Расслабившись в ночной тишине от однообразного движения, Шапошников от неожиданности чуть не споткнулся, когда ему с обочины кто-то кинулся прямо под ноги.

– Степанцев? Ты как здесь?

Еще час назад Шапошников отправил лейтенанта Степанцева разведать – есть ли немцы в деревне километрах в двух, справа от маршрута.

– Задача выполнена, товарищ капитан. Противника в деревне нет.

– А почему под ноги бросаешься?

– Я тут уже давно лежу. До вас шла какая-то колонна, я только из конопли поднялся – по мне стреляют, так и пришлось лежать. Хорошо, что сразу на вас попал.

– Химики твои в конце колонны, – Шапошников посмотрел на часы.

По времени прошли километров пять, неплохо. Немцев не попадалось и не было слышно. На фронте уже ходили слухи, что гитлеровцы по ночам не воюют, спят, но все же идти всем полком, колонной, хотя и ночью, было рискованно. Хотелось, впрочем, считать маловероятным, что немцы окажутся ночью на лесной дороге, вдали от хороших шоссе и населенных пунктов. Их танковая дивизия, пробившаяся южнее, была, очевидно, авангардом, и поэтому так торопились немцы на восток. Было ясно, что для них важнее сейчас занять определенные пункты, чем очистить территорию. Этим делом будет заниматься пехота, а она сможет подойти в лучшем случае через двое-трое суток. Шапошников знал, что западнее Минска все еще идут бои, значит, пехоты здесь у гитлеровцев не хватает.

Мысленно вспоминая карту, Шапошников прикидывал, удастся ли им выйти к Пропойску раньше противника. «Неужели такой важный пункт и не подготовлен к обороне, не может быть, – думал он. – Наш отход крайне неблагоприятно скажется теперь и на всей обстановке под Могилевым. Неужели уже ничего нельзя было предпринять… Где же все-таки наши танки, авиация… Ведь это направление – важнейшее, и где же им еще быть, хотя бы в минимальном количестве, как не здесь, но техники нет совсем…».

Вернулся из разведки и лейтенант Шажок. Да не один, а с пополнением – привел целую колонну мобилизованных в штатском. Оказалось, однако, что шли они на запад, причем без какого-либо сопровождения. На какой-то проселочной дороге эту колонну мобилизованных, обыкновенных крестьянских парней с торбочками, которые шли из военкомата куда-то на сборный пункт, перехватили немецкие мотоциклисты. Они просто повернули колонну с востока на запад, посмеялись, постреляли для острастки в воздух, назначили старшего, дали ему какую-то бумагу, приказали идти на запад, в плен, и помчались дальше. Лейтенант Шажок долго не мог взять в толк и поверить, что эта колонна по приказу немцев идет в плен в Могилев, даже не пытаясь изменить маршрут – никто же ее не охранял!

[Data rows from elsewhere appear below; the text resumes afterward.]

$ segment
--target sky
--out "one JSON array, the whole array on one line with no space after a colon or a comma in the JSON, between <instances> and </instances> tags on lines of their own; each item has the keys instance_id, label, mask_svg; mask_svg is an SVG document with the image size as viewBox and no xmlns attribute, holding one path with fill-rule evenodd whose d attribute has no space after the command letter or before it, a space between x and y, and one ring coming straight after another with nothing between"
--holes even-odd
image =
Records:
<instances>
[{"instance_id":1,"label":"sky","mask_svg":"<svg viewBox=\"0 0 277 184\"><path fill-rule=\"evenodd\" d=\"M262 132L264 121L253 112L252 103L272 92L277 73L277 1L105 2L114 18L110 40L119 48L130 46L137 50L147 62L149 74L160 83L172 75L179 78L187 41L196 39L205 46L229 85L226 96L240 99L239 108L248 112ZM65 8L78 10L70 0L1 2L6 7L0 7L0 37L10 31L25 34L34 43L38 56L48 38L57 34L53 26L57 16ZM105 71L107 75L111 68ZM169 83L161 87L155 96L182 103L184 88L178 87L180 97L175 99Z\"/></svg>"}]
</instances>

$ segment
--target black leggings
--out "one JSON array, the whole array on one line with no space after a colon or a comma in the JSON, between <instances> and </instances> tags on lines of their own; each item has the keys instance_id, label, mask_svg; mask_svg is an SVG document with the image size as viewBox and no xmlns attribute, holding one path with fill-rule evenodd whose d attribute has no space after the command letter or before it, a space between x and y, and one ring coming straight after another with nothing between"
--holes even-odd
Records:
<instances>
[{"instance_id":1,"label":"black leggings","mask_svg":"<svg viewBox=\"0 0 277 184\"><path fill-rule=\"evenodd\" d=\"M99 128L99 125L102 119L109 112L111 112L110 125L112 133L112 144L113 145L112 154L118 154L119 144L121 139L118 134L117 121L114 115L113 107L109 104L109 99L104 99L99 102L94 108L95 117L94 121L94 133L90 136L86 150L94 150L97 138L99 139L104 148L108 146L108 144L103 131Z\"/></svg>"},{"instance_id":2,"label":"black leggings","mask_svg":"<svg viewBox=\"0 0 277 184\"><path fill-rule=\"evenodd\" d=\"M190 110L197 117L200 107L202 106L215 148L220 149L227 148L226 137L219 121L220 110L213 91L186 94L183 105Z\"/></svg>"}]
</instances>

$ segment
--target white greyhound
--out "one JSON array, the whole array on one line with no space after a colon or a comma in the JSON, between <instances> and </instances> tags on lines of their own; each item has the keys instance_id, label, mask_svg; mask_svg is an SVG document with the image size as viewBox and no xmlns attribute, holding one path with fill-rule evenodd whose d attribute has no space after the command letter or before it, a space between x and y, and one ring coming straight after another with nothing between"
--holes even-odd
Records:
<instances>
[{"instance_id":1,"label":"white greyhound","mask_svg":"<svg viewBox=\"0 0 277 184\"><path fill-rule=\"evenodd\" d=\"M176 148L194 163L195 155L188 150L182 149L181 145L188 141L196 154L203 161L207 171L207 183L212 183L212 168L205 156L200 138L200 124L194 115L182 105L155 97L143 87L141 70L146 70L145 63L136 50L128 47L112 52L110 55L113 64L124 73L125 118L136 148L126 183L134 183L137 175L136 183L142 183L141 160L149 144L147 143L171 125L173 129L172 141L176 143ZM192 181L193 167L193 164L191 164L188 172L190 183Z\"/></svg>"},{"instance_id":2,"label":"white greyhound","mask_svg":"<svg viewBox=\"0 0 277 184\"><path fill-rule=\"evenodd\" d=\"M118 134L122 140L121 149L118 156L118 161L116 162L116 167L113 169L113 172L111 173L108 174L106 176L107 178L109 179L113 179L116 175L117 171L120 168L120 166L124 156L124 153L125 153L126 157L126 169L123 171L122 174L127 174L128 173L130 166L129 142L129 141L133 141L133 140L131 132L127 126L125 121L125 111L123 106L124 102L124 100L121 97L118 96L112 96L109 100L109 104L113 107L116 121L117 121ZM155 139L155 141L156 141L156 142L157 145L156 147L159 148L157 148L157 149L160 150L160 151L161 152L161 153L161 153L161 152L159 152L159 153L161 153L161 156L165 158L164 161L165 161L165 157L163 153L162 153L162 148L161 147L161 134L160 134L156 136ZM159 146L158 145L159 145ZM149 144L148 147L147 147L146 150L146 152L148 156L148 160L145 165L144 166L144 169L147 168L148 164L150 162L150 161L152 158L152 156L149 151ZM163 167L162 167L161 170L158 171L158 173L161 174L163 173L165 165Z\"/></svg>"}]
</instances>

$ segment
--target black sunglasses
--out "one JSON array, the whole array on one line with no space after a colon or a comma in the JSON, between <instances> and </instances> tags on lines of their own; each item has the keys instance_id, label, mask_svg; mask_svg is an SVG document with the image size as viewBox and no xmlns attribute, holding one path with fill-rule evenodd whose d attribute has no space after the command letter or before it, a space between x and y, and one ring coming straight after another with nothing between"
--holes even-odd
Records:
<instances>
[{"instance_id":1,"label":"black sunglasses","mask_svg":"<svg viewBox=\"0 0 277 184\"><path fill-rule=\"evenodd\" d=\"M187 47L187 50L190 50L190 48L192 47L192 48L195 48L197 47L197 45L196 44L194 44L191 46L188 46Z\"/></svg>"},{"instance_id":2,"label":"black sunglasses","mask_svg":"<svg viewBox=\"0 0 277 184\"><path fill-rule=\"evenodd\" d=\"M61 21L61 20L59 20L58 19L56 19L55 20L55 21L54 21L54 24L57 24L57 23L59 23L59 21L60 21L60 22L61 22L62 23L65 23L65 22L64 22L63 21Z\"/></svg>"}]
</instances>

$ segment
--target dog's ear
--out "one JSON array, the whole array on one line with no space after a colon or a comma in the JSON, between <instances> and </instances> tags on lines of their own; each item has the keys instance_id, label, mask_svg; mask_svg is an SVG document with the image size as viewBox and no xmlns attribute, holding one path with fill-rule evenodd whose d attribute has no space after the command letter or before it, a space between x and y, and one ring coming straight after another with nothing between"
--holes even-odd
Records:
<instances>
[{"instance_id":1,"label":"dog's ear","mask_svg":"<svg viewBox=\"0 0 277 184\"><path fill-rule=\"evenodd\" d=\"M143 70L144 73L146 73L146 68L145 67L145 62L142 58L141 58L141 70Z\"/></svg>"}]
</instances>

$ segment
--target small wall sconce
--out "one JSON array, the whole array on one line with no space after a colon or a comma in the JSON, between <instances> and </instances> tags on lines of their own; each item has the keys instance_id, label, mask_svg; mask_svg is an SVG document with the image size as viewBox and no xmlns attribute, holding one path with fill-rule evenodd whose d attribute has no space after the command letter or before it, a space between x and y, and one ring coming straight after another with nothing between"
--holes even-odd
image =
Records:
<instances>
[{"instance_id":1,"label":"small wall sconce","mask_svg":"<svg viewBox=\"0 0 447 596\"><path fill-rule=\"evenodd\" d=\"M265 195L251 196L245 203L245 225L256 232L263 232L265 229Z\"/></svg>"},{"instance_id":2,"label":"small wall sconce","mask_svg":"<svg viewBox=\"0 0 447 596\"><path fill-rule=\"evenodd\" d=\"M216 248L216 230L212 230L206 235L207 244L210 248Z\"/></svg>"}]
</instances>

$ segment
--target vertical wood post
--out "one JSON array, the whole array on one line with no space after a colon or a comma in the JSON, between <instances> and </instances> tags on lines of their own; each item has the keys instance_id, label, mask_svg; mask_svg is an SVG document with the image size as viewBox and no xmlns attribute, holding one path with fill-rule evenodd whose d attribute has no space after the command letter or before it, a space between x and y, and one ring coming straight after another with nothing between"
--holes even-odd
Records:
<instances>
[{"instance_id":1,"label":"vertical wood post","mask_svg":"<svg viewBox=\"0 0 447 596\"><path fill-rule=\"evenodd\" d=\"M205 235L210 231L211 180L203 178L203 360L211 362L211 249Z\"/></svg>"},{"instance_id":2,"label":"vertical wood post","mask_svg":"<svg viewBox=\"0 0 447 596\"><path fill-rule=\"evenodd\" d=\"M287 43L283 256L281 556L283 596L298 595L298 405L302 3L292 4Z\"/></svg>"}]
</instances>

Шапошников посчитал глазами колонну, оказалось больше сотни человек, и приказал пристраиваться к арьергарду, поскольку все они были без оружия.

Утром выяснилось, что эта колонна исчезла.

– Неужели так и ушли на запад? – недоумевал Шажок.

– Ну и зачем тогда нам такие бойцы? – сказал Шапошников, – Ушли и черт с ними.


Командир полковой батареи сорокапяток лейтенант Борис Терещенко приказ на отход не получал и узнал о нем случайно, когда сам послал связного выяснить – куда это засобирались пехотинцы. Пока он собирал хозяйство своей батареи и выстраивал колонну, оказался в арьергарде. От того ли, что за день он не потерял ни одного орудия, а подбил пять или шесть немецких танков, и они шарахались от его выстрелов, первый бой показался ему чуть ли идиллией. Во всяком случае, настраивал он себя на более трудный день, а прошел он довольно легко.

Кое-какой боевой опыт был у него и раньше – с финской. Правда, там повоевать пришлось недолго, был ранен в голову. Из училища их тогда отобрали двести отличников учебы и тут же на Карельский перешеек. Командовал там взводом 203-милиметровых орудий, которые в училище видел только на картинках. Изучали они другие калибры, средние. А после госпиталя ему дали батарею сорокапяток, которые в училище тоже не изучал. Переучивался недолго, дело было в принципе знакомым. Да и не видел разницы, на каких орудиях работать.

На наркомовских учениях батарея Терещенко показала себя так хорошо, что маршалы Буденный и Тимошенко даже лично руку пожали. И сейчас действия расчетов убедили его, что учил он своих людей целый год не напрасно. Терещенко был уверен, что расчеты, даже действуя самостоятельно, не побегут и задачу свою выполнят в любом случае. Он видел, что люди буквально прилипали к орудиям, никому бы и в голову не пришло их бросить. Так было и в первый день не один раз. Он не особенно и задумывался над тем, что немцы их обошли, и полк, наверное, попал в окружение, и до этого они не всегда знали, что позади надежный тыл, привыкли. Он был уверен, что батарея в нормальных условиях сможет выстоять и против полусотни танков.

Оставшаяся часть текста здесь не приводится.